Features

Reduced Sensitivity to Beam Position & Spatial Uniformity

Many detectors have varying sensitivity across their photosensitive area due to shadowing from bond wires, or small variations in electrical resistivity with position. By positioning a detector some distance behind an optical disk diffuser such that the angle from A to B is small, sensitivity beam to position, shape, and angular distribution is greatly reduced. Detector sensitivity to beam position and spatial position is reduced even further as distance from diffuser to detector is increased. The tradeoff is that the signal attenuation increases, reducing signal to noise ratio.

Close to Ideal Lambertian Angular Distribution

Optical disk diffusers feature a thin diffusing glass coating bonded to a clear glass substrate, resulting in roughly uniform spectral performance from 400 to 2000nm. Light propagating through flashed opal glass diffusers is typically scattered multiple times, effectively randomizing the final output direction isotropically across a full 4π steradians within the glass medium. Outside the medium output is nearly Lambertian, meaning light intensity varies with cosine of angle away from the surface normal. The biggest drawback of Optical Disk Diffusers is signal attenuation. As light is scattered in all directions, both forward and backward, only a small percentage of the incident power arrives at the final detector, which has a limited size and acceptance angle.

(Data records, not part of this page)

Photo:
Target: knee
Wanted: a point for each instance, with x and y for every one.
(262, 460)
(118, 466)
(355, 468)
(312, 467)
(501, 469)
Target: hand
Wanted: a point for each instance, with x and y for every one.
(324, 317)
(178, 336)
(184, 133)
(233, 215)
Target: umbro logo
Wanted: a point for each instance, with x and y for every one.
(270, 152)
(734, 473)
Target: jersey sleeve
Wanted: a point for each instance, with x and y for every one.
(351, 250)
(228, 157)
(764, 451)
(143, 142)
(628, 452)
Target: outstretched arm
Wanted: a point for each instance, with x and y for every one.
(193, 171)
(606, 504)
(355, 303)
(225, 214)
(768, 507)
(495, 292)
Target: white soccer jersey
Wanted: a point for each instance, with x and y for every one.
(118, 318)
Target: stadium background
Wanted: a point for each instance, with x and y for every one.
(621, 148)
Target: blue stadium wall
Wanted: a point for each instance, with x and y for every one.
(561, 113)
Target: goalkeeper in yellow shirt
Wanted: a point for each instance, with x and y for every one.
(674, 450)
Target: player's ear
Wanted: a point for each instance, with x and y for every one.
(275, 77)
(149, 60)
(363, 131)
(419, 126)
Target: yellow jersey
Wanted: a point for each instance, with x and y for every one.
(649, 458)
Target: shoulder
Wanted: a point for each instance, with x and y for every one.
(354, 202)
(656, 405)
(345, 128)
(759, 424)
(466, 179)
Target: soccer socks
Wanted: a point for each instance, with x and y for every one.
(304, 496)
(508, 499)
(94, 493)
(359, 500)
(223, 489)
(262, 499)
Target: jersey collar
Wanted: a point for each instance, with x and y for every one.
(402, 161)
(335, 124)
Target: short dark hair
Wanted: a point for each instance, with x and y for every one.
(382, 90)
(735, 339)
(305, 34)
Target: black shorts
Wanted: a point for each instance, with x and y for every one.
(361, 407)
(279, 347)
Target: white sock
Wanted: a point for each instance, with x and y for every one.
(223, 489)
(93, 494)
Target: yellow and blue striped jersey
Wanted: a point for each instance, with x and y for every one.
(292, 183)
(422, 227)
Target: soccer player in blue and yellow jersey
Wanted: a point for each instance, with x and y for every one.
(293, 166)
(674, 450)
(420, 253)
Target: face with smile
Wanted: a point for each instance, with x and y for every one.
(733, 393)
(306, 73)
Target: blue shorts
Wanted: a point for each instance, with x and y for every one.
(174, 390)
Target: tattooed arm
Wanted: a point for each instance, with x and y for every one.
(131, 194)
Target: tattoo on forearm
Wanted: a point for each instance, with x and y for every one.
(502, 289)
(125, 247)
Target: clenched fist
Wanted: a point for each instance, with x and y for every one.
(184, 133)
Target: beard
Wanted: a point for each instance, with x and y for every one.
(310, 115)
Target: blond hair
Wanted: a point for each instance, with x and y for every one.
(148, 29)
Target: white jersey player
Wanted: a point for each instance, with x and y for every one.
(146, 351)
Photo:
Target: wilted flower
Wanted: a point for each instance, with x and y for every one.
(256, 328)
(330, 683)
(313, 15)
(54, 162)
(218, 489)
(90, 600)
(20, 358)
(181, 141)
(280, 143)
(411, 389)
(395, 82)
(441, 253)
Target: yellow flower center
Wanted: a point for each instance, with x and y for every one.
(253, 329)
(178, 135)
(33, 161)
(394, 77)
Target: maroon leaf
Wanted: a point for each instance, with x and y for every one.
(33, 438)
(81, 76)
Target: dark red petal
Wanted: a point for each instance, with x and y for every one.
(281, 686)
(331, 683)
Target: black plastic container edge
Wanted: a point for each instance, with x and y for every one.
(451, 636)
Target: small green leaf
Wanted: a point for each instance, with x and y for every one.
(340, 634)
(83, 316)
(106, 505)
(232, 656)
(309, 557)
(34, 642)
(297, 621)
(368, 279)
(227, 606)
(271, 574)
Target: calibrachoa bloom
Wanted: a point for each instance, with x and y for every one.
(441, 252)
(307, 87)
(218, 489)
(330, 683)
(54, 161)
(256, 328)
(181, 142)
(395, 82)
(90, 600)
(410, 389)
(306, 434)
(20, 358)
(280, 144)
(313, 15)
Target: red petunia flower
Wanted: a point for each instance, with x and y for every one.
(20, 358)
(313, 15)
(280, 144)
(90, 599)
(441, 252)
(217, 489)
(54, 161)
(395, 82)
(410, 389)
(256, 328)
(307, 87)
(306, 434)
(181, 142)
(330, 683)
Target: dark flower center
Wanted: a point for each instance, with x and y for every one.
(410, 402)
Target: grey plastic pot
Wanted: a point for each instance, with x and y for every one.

Improve Source Uniformity for Microscope Illumination

To improve the uniformity of a high intensity light source, such as an Oriel Continuous Wave Light Source), place one or more of these diffusers at the output aperture of the lamp housing. For high power sources above 200 W, a liquid filter or dichroic hot mirror should be placed in front of the diffuser to protect the flashed opal from potentially damaging heating.